Il biofilm “La Douleur”, dal romanzo autobiografico di Marguerite Duras, per la regia di Emmanuel Finkiel e l’interpretazione di Mélanie Thierry, Benoit Magimel, Benjamin Biolay, nelle sale dal 17 gennaio, è concepito come una successione “nidificata”, in cui l’elemento in esame contenuto nel suo simile più voluminoso rivela molti più segreti del suo contenitore. L’interior e l’intimo si consumano silenti nel rito aspirato di mille sigarette, inseguendo nell’aria le volute di fumo, la loro vacuità e lo sfrangiarsi lento e inesorabile della loro sostanza eterea che consuma i ricordi nei giorni interminabili dell’attesa. I giorni salutano irriverenti i giorni passati, tutti vuoti e tutti uguali. Malgrado le mille solidarietà dei membri della rete clandestina; nonostante le vicende incalzanti di una guerra folle e atroce, che segue il calvario tormentato dei pacchi di vestiario mai consegnati ai prigionieri politici. E questi ultimi, in difetto di qualsivoglia processo equo, pubblico e aperto al contraddittorio delle parti, subiscono l’arbitrio atroce dei custodi nazisti riportandone inguaribili ferite nel corpo e nella mente. Come gli ebrei, anche gli intellettuali vengono deportati nei campi di sterminio (perché nulla fa più paura al potere totalitario della libertà di pensiero), senza più il diritto di vedere familiari e amici. E così arriva lo sdoppiamento, la distopia schizofrenica.

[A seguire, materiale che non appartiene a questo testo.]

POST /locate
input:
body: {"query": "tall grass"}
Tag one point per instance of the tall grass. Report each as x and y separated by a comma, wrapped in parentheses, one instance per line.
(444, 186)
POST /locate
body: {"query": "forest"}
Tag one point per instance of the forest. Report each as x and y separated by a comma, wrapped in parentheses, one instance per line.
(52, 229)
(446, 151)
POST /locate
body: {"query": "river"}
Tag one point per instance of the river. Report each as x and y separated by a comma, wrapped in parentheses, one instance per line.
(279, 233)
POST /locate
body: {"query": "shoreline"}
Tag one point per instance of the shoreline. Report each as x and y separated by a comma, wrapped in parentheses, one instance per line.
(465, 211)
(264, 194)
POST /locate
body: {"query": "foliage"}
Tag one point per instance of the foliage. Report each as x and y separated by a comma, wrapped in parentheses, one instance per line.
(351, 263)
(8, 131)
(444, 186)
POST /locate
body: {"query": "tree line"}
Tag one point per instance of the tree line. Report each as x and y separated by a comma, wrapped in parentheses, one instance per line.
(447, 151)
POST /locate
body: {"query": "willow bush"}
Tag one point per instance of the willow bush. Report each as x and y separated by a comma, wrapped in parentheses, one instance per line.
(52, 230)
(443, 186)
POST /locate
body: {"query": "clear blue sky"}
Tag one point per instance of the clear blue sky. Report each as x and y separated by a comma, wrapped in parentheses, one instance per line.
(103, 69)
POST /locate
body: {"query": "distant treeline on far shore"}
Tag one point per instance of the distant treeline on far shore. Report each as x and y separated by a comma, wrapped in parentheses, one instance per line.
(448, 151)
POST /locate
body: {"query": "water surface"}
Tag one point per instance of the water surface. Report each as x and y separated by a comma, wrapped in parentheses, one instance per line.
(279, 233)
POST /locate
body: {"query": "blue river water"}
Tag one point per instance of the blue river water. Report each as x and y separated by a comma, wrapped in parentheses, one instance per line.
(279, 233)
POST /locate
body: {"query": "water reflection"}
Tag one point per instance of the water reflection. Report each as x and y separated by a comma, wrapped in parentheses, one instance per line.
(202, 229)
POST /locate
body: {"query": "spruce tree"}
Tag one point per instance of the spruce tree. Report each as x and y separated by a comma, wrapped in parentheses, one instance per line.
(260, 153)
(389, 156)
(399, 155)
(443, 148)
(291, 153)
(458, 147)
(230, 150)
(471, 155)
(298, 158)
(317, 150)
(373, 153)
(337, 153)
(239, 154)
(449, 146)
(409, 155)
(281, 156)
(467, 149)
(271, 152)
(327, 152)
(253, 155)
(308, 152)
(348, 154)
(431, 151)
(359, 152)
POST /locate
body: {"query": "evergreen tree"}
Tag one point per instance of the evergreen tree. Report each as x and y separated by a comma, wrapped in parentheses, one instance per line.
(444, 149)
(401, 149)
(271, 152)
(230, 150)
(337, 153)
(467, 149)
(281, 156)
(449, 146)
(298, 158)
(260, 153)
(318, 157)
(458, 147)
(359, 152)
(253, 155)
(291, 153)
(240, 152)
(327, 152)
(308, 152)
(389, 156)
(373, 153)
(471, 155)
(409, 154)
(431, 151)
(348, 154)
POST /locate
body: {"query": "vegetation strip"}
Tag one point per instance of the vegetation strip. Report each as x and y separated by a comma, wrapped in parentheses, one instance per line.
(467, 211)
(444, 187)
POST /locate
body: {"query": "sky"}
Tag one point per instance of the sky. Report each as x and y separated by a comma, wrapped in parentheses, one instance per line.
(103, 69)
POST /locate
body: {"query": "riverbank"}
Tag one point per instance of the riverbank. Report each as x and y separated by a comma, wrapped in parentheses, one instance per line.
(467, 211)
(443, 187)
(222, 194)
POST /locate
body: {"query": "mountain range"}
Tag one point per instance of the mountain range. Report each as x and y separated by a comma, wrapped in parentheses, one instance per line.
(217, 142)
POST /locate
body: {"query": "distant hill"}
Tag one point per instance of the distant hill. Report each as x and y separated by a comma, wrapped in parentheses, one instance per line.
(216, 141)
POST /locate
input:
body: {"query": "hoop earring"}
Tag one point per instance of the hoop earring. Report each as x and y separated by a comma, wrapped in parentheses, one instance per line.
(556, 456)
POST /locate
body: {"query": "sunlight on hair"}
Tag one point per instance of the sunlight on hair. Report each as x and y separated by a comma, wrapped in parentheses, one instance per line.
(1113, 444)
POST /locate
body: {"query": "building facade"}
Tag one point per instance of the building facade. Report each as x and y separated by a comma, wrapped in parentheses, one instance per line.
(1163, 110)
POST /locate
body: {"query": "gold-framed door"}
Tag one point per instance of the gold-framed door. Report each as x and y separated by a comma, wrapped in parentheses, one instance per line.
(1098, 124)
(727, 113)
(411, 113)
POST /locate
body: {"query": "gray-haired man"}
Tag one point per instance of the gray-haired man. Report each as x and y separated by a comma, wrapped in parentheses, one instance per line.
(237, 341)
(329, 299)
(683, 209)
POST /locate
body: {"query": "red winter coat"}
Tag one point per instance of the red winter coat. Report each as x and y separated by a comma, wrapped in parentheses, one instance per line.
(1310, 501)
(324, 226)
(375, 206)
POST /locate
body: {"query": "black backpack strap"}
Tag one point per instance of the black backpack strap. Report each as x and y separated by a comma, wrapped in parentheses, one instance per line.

Di lei che vede se stessa proiettata nel passato-futuro, secondo un immaginario equivalente al ribaltamento del piano proiettivo di Monge per cui la sfera della vita coincide con la sua eclisse, in un buio senza più luce. Unica ancora di salvezza tra passato e presente: un losco sbirro francese arruolato nella Gestapo che sogna di aprire una libreria dopo il trionfo del Terzo Reich e che, viaggiando tra l’innamoramento e il dovere d’ufficio, avvia una singolare relazione platonica con Marguerite, la moglie del suo internato. Gli incontri, caratterizzati da un consumo di tabacco ossessivo e compulsivo, utilizzato come carta assorbente per asciugare la bile del disgusto interno verso la gente che stava dalla parte del regime collaborazionista di Vichy, si svolgono all’interno di ambienti ricostruiti con una precisione da orologiaio, così come gli esterni dove la cura dei particolari con autovetture e costumi d’epoca sostiene adeguatamente il pathos narrativo. Forti le connessioni con l’Olocausto, attraverso sia il ritorno dei prigionieri dai campi, sia le “vite degli altri”, come quella della madre di una figlia poliomelitica ebrea, in cui l’anziana donna, ospitata durante le ultime fasi della guerra nella casa di Marguerite, nega a dispetto di ogni evidenza l’avvenuta eliminazione della figlia nelle camere a gas naziste. Spesso accade, poi, che il ritorno tanto atteso dell’Ombra sia l’inizio della fine di un amore assoluto.